Erfahrung mit der Anlageklasse ist nicht Voraussetzung — die strukturelle Anlegerqualifikation ist es. Wer noch nicht in Co-Investments investiert war, wird im Onboarding sorgfältig geführt: Mechanik, Risikoprofil, Vermögensallokation und die Eignungsbewertung nach KAGB werden Schritt für Schritt geklärt, bevor ein konkreter Deal überhaupt zur Sprache kommt. Private Equity begleitet mich seit dem Studium — die Selektionslogik und die Beratungstiefe sind über Jahre gewachsen.

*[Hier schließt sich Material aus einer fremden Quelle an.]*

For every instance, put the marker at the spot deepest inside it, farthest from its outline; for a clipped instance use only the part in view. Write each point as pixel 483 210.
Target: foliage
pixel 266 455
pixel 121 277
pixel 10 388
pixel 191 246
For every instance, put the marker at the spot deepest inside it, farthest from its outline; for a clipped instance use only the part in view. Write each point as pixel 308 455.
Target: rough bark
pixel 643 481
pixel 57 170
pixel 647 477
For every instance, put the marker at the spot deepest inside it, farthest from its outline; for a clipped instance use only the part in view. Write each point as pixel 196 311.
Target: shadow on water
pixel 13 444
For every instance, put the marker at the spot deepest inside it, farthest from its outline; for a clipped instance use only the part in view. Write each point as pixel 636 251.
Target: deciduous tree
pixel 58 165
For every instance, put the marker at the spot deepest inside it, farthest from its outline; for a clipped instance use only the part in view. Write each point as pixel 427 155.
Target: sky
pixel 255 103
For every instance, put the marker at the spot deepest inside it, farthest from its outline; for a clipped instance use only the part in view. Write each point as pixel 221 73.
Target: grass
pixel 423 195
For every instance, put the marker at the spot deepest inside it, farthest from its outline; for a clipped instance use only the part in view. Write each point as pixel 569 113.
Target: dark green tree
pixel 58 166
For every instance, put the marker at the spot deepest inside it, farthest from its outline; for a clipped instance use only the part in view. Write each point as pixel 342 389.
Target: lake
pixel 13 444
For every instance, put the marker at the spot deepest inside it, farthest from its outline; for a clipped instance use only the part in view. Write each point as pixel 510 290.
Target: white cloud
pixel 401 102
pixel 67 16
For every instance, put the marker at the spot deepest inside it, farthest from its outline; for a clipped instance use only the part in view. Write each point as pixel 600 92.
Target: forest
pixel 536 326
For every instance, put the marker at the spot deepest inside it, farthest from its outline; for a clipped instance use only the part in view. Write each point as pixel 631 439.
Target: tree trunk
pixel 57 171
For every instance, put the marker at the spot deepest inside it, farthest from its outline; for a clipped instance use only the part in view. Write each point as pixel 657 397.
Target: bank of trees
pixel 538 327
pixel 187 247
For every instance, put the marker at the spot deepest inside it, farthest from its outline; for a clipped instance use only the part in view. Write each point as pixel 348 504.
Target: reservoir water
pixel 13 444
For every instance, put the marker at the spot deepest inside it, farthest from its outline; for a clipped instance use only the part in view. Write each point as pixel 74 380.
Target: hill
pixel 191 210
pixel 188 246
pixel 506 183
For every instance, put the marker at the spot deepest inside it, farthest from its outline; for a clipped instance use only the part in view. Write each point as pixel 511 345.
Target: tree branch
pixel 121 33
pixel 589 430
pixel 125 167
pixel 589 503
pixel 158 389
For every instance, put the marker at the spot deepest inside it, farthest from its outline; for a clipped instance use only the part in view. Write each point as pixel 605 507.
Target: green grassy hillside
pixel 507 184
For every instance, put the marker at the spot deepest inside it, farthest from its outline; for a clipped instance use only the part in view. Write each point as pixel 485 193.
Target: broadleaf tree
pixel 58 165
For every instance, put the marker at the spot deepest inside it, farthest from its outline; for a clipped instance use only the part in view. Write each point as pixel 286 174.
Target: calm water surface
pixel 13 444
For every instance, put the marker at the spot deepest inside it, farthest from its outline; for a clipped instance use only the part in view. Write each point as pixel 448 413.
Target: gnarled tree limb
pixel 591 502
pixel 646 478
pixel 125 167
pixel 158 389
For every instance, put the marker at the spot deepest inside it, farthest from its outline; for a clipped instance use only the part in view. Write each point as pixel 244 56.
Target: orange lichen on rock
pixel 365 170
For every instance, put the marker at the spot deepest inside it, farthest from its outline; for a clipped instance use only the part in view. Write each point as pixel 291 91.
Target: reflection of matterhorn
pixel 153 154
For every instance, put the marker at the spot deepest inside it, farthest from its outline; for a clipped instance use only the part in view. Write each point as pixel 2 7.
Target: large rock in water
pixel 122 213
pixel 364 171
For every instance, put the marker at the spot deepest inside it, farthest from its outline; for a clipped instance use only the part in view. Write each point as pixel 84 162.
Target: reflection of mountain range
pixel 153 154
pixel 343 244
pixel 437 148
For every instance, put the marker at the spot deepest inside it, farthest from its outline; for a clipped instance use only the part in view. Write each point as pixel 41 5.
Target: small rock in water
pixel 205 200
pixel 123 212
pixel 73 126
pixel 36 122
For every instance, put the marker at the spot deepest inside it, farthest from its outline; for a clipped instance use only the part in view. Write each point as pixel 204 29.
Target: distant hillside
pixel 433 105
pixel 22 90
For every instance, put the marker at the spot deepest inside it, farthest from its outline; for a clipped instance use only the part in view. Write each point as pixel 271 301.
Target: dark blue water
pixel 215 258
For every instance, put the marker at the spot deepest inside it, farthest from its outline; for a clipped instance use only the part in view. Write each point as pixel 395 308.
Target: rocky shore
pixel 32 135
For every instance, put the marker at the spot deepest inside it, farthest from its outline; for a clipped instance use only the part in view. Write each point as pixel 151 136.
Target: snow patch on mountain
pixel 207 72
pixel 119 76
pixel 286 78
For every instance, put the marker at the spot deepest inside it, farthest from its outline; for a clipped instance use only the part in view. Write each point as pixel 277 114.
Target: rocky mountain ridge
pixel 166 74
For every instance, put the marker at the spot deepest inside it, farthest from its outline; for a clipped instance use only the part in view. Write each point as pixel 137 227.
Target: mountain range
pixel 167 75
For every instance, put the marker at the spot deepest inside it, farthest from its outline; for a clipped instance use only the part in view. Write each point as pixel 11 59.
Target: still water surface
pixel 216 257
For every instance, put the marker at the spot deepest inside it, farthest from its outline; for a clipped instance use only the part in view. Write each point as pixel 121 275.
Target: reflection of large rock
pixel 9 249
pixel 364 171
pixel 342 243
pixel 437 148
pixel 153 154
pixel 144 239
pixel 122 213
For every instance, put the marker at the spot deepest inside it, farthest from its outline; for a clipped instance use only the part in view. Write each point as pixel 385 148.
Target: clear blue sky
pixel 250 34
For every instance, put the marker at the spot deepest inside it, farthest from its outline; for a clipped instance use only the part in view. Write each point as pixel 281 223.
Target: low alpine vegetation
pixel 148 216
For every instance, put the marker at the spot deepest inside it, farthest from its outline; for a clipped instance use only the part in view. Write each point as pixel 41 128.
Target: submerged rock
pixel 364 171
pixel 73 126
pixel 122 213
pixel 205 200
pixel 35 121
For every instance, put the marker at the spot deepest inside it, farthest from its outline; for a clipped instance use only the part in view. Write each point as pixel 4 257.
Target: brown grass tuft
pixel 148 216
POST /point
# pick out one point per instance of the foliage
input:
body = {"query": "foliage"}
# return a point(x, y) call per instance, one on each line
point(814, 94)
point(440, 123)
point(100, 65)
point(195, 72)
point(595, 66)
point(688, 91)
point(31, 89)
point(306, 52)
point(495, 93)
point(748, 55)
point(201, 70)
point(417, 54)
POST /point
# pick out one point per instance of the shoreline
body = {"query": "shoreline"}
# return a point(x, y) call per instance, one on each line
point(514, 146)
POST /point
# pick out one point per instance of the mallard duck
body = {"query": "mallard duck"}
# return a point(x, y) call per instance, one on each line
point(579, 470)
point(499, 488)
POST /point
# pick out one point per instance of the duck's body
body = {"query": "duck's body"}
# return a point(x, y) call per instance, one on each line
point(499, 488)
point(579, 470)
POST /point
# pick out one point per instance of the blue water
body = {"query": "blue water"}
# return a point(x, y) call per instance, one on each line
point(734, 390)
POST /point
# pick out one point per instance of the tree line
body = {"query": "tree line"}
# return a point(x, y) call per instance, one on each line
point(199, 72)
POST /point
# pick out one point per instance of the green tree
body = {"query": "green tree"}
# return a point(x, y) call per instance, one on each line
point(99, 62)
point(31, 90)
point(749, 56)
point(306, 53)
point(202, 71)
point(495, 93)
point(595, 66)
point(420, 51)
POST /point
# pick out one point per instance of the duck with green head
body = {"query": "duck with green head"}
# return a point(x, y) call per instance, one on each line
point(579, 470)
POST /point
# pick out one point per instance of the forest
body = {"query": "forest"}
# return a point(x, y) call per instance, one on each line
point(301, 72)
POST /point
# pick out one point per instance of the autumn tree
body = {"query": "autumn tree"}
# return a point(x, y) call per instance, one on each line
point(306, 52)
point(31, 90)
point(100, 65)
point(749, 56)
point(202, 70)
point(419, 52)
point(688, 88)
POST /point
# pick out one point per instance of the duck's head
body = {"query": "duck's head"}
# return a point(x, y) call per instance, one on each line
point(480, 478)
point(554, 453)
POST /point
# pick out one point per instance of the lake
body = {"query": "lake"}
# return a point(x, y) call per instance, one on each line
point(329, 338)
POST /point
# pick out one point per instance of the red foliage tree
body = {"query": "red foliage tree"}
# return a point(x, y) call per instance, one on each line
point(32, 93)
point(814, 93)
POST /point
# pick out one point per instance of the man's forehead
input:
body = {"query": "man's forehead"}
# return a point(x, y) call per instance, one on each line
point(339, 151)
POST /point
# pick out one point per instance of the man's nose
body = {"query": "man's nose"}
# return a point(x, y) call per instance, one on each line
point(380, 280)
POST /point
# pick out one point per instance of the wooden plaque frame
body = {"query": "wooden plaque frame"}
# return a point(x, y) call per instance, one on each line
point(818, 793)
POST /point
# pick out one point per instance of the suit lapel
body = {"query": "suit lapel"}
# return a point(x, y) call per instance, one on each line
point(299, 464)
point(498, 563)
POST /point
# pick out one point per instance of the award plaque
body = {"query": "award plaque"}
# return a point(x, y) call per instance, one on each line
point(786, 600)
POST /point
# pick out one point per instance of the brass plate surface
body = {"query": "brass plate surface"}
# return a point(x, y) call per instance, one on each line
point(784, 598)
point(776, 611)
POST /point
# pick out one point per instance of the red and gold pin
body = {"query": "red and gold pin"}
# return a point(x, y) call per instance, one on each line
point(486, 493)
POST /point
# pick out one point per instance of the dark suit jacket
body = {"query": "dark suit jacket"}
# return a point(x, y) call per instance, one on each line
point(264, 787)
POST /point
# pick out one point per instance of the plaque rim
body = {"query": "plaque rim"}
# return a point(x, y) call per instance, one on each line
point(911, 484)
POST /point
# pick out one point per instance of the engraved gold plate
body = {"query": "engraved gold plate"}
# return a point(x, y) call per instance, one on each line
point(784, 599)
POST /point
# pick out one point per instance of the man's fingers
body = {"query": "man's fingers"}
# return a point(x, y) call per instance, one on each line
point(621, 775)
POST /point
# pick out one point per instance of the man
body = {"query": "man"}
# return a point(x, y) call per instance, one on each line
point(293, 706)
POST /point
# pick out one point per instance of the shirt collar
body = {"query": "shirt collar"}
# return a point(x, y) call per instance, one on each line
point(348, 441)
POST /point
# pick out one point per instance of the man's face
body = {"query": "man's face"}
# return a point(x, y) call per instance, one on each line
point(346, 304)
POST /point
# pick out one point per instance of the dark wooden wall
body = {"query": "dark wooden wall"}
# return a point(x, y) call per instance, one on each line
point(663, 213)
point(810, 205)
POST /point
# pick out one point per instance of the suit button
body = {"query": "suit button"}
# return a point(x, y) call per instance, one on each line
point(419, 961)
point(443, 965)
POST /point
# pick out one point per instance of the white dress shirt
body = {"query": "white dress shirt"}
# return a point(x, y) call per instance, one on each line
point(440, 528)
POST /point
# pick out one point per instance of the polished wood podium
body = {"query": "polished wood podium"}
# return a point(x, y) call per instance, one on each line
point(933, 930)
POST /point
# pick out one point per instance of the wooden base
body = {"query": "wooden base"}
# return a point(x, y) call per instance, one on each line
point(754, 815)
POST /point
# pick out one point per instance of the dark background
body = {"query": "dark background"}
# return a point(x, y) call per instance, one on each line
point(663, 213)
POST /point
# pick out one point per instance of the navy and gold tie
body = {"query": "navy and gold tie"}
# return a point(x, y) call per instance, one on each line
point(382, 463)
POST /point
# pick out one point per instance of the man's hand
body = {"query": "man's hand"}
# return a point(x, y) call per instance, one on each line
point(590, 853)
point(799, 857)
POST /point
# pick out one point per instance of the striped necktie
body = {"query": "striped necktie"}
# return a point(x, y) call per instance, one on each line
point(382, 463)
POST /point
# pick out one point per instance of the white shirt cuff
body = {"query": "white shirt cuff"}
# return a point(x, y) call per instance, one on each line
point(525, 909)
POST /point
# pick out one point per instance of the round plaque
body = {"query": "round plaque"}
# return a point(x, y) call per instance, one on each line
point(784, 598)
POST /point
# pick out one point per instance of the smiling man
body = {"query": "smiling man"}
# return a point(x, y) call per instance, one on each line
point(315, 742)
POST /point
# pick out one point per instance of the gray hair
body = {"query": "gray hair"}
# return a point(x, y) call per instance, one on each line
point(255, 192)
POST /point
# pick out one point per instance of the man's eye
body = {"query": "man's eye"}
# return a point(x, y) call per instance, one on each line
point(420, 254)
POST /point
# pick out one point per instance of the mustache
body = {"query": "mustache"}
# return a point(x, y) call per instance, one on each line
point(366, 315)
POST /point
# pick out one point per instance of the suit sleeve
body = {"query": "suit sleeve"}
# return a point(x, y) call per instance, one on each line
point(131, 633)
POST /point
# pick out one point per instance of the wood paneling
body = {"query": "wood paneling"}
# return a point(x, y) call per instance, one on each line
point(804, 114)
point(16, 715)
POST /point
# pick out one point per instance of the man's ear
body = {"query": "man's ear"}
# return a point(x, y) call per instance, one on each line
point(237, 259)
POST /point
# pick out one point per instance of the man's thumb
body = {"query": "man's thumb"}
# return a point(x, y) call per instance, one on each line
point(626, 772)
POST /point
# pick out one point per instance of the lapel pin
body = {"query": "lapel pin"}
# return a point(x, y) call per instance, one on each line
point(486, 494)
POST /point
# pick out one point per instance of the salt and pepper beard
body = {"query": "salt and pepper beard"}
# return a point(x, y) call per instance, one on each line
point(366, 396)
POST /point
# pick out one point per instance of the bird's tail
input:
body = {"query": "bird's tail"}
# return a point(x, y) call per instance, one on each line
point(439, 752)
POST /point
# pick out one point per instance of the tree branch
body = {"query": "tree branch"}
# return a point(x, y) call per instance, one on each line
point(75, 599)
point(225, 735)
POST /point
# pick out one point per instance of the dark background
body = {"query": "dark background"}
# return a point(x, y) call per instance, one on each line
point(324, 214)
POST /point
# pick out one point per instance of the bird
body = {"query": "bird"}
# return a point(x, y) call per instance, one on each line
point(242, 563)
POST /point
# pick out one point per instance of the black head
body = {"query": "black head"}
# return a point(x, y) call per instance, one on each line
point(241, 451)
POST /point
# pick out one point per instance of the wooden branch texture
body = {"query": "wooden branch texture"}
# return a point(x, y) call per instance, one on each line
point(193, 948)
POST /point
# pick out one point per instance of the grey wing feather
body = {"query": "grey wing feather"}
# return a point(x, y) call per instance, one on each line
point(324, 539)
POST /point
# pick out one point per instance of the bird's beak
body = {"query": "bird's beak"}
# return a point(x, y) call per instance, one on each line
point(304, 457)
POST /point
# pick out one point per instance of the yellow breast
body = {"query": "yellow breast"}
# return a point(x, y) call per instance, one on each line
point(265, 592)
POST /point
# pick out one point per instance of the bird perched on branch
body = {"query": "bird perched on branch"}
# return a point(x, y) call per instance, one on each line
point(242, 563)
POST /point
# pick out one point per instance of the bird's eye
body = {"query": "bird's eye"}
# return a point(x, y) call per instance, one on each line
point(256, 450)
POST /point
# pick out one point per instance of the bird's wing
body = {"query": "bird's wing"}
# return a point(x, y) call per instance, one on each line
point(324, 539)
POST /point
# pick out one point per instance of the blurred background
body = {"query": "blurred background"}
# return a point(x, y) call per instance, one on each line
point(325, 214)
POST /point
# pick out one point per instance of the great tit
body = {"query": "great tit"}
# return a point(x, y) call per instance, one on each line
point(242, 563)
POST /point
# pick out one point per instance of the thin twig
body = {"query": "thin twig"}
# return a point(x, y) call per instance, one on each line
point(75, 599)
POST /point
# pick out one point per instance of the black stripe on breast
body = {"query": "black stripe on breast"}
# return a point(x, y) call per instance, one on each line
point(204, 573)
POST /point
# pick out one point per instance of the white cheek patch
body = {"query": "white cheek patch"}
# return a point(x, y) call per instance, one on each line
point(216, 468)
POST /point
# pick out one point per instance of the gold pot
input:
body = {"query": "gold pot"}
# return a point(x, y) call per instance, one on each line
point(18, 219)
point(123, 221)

Strukturelle Voraussetzungen im Überblick:

  • Anlegerstatus: Semiprofessionell oder professionell nach § 1 Abs. 19 Nr. 32–33 KAGB (Eignungsbewertung Teil des Onboardings)

  • Erfahrung: Eigene Anlage-Historie über klassische Wertpapier-Depots hinaus — geschlossene Fonds, AIFs, Beteiligungen oder unternehmerische Eigenkapital-Erfahrung. Für Erstanleger in dieser Anlageklasse: kein Hindernis, aber Anlass für eine intensivere Onboarding-Phase.

  • Bindungsfähigkeit: Bereitschaft zu mehrjähriger Kapitalbindung (typisch 7–12 Jahre) und Verständnis für Capital-Call-Mechanik

 

Wer eine liquide, börsentäglich handelbare Lösung sucht, ist hier nicht richtig. Wer die Gesamtarchitektur seines Vermögens neu ordnen möchte, beginnt parallel mit einer Strategieberatung — siehe Vermögensmanagement bei autark360.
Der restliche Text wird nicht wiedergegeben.